Argumentation • Written arguments: • Attempt to convince the reader to agree with a particular point of view • Attempt to convince the reader to make a particular decision • Attempt to convince the reader to pursue a particular course of action.
Argumentation • Writers of arguments must: • Imagine their probable audience and predict the sorts of objections that may be raised. • Choose in advance a specific, sufficiently detailed thesis or proposition. • Be extremely organized and choose the best style that will best suit the argument’s subject, purpose, and thesis.
Categories of Argumentation: Persuasion and Logic • Persuasive Appeals: are directed at reader’s emotions, at their subconscious, even at their biases and prejudices. • They involve diction, figurative language, analogy, rhythmic patterns of speech, and the establishment of a tone that will encourage a positive response. • Attempt to get the audience to take action.
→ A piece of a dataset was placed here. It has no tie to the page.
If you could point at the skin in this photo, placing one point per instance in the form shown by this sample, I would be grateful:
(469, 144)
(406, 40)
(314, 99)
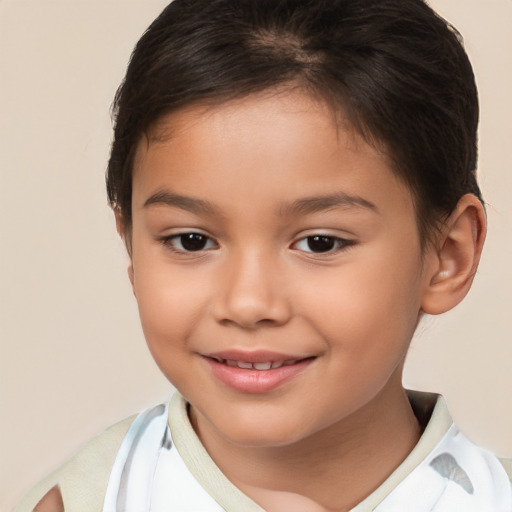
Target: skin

Categories of Argumentation: Persuasion and Logic • Logical Appeals: are directed primarily at the audience’s intellectual faculties, understanding, and knowledge. • Depend on the reasoned movement from assertion to evidence to conclusion and on an almost mathematical system of proof and counterproof. • Do not normally impel its audience to action. • Commonly found in scientific articles, legal decisions, and technical proposals.
Categories of Argumentation: Persuasion and Logic • Most arguments are a combination of persuasion and logic. • For example, a well-written editorial will present a logical arrangement of assertions and evidence, but will also use persuasive patterns of language to reinforce its effectiveness. • The kind of appeal a writer focuses on depends on the nature of the topic, support, and audience.
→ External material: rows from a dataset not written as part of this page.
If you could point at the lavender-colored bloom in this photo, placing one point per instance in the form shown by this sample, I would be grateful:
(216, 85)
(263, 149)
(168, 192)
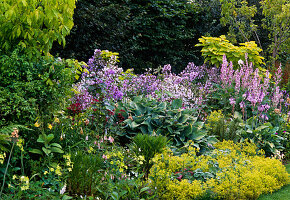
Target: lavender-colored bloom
(232, 101)
(242, 104)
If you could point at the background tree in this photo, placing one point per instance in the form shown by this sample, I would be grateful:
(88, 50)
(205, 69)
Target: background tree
(146, 33)
(247, 20)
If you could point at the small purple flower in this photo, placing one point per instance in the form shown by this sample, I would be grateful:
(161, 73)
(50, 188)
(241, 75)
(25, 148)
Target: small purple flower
(232, 101)
(242, 105)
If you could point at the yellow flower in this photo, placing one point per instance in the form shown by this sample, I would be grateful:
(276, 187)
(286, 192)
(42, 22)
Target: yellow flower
(37, 124)
(50, 126)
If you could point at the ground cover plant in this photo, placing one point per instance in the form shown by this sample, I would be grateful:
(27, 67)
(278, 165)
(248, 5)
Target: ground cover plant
(96, 130)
Argumentation • True arguments make assertions about which there is a legitimate and recognized difference of opinion. • For example, readers do not need to be convinced that crime rates should be reduced or computers are changing the world. Although, not everyone would agree that the death penalty reduces the incidence of crime—this could be argued.
Argumentation • In argumentation, writers frequently use other strategies to prove their point. They may: define, compare and contrast, analyze causes and effects, classify, and describe. • It is the writer’s attempt to convince, not explain, that is of primary importance in an argumentative essay.
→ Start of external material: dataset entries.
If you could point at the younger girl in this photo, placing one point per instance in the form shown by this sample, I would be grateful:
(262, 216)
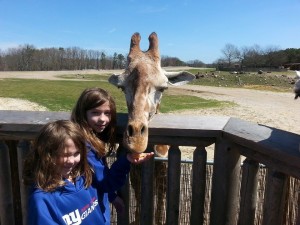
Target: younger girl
(64, 190)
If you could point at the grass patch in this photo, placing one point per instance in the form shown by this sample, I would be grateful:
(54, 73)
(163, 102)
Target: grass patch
(61, 95)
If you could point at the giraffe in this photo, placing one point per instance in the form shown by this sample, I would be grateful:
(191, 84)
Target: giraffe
(143, 83)
(297, 85)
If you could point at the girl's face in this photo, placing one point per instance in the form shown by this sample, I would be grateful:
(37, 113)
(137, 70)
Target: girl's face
(68, 159)
(99, 118)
Patterns of Thinking: Induction and Deduction • Inductive Reasoning: the more common type of reasoning, moves from a set of specific examples to a general statement. • In doing this, the writer makes an inductive leapfrom the evidence to the generalization. • For example, after examining enrollment statistics, we can conclude that students do not like to take courses offered early in the morning or late in the afternoon.
Patterns of Thinking: Induction and Deduction • Deductive Reasoning: moves from a general statement to a specific conclusion. • For example, you may know from experience that as a general rule bad weather reduces the business at the golf course. You may also learn that today’s weather will be cold and rainy. From these two pieces of knowledge, you can produce a third, more specific piece: Business at the golf course will be slow today.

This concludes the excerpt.